The Certifications That Validate Our Commitment
Certifications aren't just badges. They represent thousands of hours of documentation, independent assessment, continuous monitoring, and organizational commitment. Vasion holds:
FedRAMP High Authorization to Operate (ATO) — Achieved in January 2026 with DISA sponsorship, this is the most rigorous cloud security authorization issued by the U.S. federal government. FedRAMP High is based on NIST SP 800-53 and requires implementation of over 400 security controls, independent third-party assessment, and ongoing continuous monitoring. Fewer than 600 cloud service offerings currently hold FedRAMP authorization.

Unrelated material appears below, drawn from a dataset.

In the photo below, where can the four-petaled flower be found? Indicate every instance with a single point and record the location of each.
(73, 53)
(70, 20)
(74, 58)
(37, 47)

The process took years and represents the gold standard for cloud security compliance.
DoD IL-4 Authorization (In Progress) — Vasion is actively pursuing authorization to handle Controlled Unclassified Information (CUI) for Department of Defense workloads under the DoD Cloud Computing Security Requirements Guide at Impact Level 4. Our FedRAMP High authorization provides the foundation for this effort, and the process is well underway.
ISO 27001:2022 — The globally recognized standard for Information Security Management Systems (ISMS), requiring systematic risk management and continuous security improvement.
ISO 42001:2023 — The international standard for AI Management Systems, demonstrating governance, risk management, and responsible use of AI technologies.
SOC 2 Type 2 — Independent auditor verification that Vasion's security controls are not only designed effectively but are operating effectively over time.
These frameworks reinforce each other, and together they create a security posture that is independently validated from multiple angles.
Our Cloud-Native Architecture Advantage
It's worth noting that Vasion's platform was rebuilt from the ground up starting in 2016 as a cloud-native, multi-tenant architecture. This wasn't a legacy application lifted into the cloud. This architectural decision means:
- Immutable infrastructure: Our environments are deployed from code, not configured manually. This eliminates configuration drift and ensures consistency across all regions.
- Automatic patching: SaaS customers receive security updates automatically through our continuous delivery pipeline. No manual patching, no delayed updates, no customer action required.
- Isolation by design: Multitenant architecture with strong isolation controls ensures that customer environments are segregated.
- Global scale with consistent security: We operate production environments across multiple regions worldwide, all governed by the same security controls and monitoring.
What This Means for Our Customers
If you're an existing Vasion customer: your platform is secure, your data is protected, and vulnerabilities responsibly disclosed and validated by the Vasion security team have been remediated. If you're running Vasion SaaS, those remediations were delivered automatically. If you're running a Virtual Appliance, please ensure you're on the latest version—our security bulletin provides specific version guidance.
Security disclosures are a normal part of the software industry. What matters is what a company does when they happen. At Vasion, we remediated every finding, invested in structural improvements to prevent future issues, and earned the most rigorous security certifications in the industry. That's the standard we hold ourselves to.